Vous imaginez bien que cette proposition de loi n'a pas été rédigée sur un coin de table : au contraire, elle a été élaborée avec le concours de juristes. Cela dit, rien ne nous empêche de discuter ses termes ; c'est même pour cette raison que nous sommes là. Ce débat nous intéresse d'autant plus que nous n'avons pas l'ambition de modifier seuls notre Constitution. C'est tout l'intérêt de la délibération parlementaire que de pouvoir affirmer des objections et de débattre de chaque terme d'un texte. Je remercie donc celles et ceux qui ont déposé des amendements à notre proposition de loi.
Aux autres, à qui celle-ci ne convient pas, je souhaite demander ce qu'ils ont à dire sur la sécurité sociale. Un débat à ce sujet me paraît nécessaire, d'autant plus que nous peinons à l'ouvrir dans le cours ordinaire de nos travaux. Après une bataille des retraites qui a laissé des traces, efforçons-nous d'échanger nos visions de la sécurité sociale et les ambitions que nous formulons à son endroit.

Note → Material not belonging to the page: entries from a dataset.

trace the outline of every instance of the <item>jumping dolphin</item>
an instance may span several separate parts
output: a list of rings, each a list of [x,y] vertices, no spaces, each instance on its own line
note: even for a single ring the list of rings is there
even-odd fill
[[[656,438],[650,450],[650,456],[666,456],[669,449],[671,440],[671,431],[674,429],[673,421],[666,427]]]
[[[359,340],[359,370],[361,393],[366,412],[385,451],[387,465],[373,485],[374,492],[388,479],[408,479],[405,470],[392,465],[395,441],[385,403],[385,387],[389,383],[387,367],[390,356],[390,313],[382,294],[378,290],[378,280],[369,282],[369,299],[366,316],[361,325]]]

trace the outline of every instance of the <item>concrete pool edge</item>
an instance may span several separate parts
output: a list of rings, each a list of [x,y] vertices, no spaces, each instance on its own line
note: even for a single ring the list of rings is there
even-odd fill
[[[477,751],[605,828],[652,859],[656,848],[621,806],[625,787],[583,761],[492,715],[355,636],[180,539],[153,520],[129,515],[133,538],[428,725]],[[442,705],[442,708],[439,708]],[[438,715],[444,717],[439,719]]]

Pour certains, la définition de la sécurité sociale que nous proposons est trop large, mais je pense qu'une définition plus précise m'aurait valu le reproche inverse. Des deux possibilités qui s'offraient à nous, rédiger un article assez long, détaillant un certain nombre d'éléments ou rédiger un article aussi concis que possible pour ne s'en tenir qu'aux principes, nous avons retenu la deuxième. Celle-ci nous semblait la meilleure et bien qu'il soit possible de préciser encore notre définition, j'appelle votre attention sur le fait que le choix que nous avons fait laisse aux députés la latitude d'écrire la loi.
Nos divergences portent également sur le fond, ce que je déduis des différentes prises de parole dans la discussion générale. Certains veulent discuter les termes de la proposition de loi, notamment la formule « à chacun selon ses moyens, à chacun selon ses besoins », qui n'apparaît ni dans la Constitution ni dans le bloc de constitutionnalité. S'il fallait la remettre en cause, nous devrions à tout le moins en discuter.
J'ai évoqué le bloc de constitutionnalité, qui n'évoque pas la sécurité sociale en tant que telle, mais des principes qui s'y rapportent. Nous considérons que des précisions s'imposent et que les interprétations successives du droit nous invitent à consolider la base juridique de la sécurité sociale.
Je comprends enfin votre embarras à voter contre la constitutionnalisation de la sécurité sociale. Je verrais d'ailleurs un problème à ce que vous n'en exprimiez pas et pourrais alors supposer l'existence de projets avec lesquels notre proposition de loi est incompatible. Si tel est le cas, discutons-en : c'est à mes yeux une exigence démocratique, à laquelle il est maintenant opportun de répondre.
Nous estimons que la protection sociale est insuffisante et nous souhaitons rendre aux droits sociaux, bien souvent sous-interprétés par le juge constitutionnel, leur juste place.
Monsieur le ministre, je vous invite à donner sa chance à notre proposition. Bien sûr, nous ne prétendons pas la présenter dans sa rédaction définitive : c'est à l'issue du parcours parlementaire que celle-ci sera trouvée et qu'une définition partagée de la sécurité sociale pourra être donnée. Nous ne devrions pas renoncer à un tel objectif, de sorte que je vous appelle à poursuivre et à faire prospérer cette discussion.